Search code examples
iosswiftaudiosignal-processingaudiokit

AudioKit/DSP: Understanding the different between the size of uncompressed audio on disk vs. in memory


This is a more generic RTFM DSP question coming from someone very comfortable with audio production and software , but new to audio software development, regarding the difference in size between uncompressed (wav, caf, aiff) files (44.1 sample rate, 16 bit) on disk, vs. the actual float values of this audio in memory.

For example, I have a test WAV file that according to MacOS is seven minutes and fourteen seconds (7:14) and is 83.4 MB in size.

If I import this file to my project and open the file as an AKAudioFile, then inspect the .floatChannelData property (which is an array of two arrays, one for each channel (two standard for a stereo file)), this file in particular is a total of roughly 23 million floats, around 180 megabytes on the heap. This makes sense as the standard Float object in Swift is a 32bit float at 8 bytes per float.

I understand the size, however I am hoping to be able to work with something closer to 16bit as at least in my applications, I am simply analyzing this audio, not processing it any way, and even after some basic optimizations and preventing deep copies, any audio exceeding 10 or so minutes goes into using gigs of memory on the heap.

According to this SO question there are some novel ways to convert 32bit to 16, but honestly this feels like the wrong/overkill approach for what I want to do. As a point of example, if I simply just reference floatChannelData from my AKAudioFile it automatically adds around 300 megs to the heap! Even without copying, appending, etc....

For the more experienced DSP audio developers out there, are there any resources for good heap/stack management for large floating point numbers in your program? Can AudioKit record things to 16bit? I am currently doing processing in C and C++ so I feel very comfortable doing any sort of math or conversions there if it's more performative. Any leads are so appreciative, thank you!


Solution

  • AudioKit uses various 3rd party DSP routines that require data in 32-bit float array format. Swift makes copies of Swift arrays when these arrays are referenced in certain ways, or passed as parameters in certain ways. So you are likely stuck with large memory use if you use basic Swift coding techniques with common AudioKit APIs.

    An alternative is to not use the AudioKit API with standard Swift arrays, and convert the data to 32-bit only as needed.

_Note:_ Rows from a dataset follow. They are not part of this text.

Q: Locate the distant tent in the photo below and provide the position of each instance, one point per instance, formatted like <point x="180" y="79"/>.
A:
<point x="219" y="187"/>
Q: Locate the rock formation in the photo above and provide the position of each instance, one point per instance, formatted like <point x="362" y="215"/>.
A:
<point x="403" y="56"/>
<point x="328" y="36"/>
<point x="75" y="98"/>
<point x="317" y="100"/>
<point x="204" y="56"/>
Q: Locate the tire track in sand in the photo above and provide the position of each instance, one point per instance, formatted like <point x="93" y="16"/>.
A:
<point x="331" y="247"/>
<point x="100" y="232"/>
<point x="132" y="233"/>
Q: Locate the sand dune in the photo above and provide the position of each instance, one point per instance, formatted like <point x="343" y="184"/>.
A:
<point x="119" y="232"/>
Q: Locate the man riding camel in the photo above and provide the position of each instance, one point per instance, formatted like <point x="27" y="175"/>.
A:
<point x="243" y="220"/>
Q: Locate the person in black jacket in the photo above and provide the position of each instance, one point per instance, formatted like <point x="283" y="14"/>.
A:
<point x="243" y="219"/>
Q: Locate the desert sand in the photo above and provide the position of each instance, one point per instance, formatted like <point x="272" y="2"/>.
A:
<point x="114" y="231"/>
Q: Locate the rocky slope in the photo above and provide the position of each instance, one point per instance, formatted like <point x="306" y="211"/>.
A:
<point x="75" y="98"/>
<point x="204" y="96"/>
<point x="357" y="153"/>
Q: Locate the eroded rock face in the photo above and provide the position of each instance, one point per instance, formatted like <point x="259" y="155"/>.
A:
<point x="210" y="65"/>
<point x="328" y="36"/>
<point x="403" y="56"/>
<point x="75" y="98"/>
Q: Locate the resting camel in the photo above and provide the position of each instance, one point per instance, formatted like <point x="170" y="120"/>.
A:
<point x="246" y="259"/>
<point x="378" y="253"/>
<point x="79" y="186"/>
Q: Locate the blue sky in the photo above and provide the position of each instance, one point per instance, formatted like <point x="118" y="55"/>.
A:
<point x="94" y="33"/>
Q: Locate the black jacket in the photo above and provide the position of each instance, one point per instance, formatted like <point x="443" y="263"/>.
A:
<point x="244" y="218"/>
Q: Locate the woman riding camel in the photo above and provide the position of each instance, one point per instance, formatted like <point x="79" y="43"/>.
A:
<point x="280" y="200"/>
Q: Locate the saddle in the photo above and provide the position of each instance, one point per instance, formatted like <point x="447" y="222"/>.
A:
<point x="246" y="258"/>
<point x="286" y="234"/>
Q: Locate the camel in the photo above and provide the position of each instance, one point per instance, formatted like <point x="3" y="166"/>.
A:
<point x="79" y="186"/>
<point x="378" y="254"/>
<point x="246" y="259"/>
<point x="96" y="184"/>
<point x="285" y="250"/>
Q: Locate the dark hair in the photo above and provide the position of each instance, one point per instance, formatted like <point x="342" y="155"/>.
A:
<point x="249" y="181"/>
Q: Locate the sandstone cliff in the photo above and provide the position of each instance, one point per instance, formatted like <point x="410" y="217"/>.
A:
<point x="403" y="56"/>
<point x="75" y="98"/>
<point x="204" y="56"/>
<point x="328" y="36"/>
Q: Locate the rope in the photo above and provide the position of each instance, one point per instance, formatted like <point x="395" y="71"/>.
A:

    For instance, you can memory map (mmap) your WAVE file, which allows iOS to page the 16-bit data into the VM system as needed, instead of all at once into a 32-bit AudioKit format. Then use vDSP to convert only the 16-bit WAVE data slices as needed from the mapped file into smaller pre-allocated C float arrays, the minimum needed by the calls to the DSP routines (perhaps the same C code that as AudioKit uses internally). Swift usually won't make copies of these pre-allocated C arrays when passing (mutable unsafe raw) pointers to C routines.

    These techniques can allow your app's memory footprint to be far smaller, use less CPU cycles, and help prevent your app from running down the iOS device's battery as fast).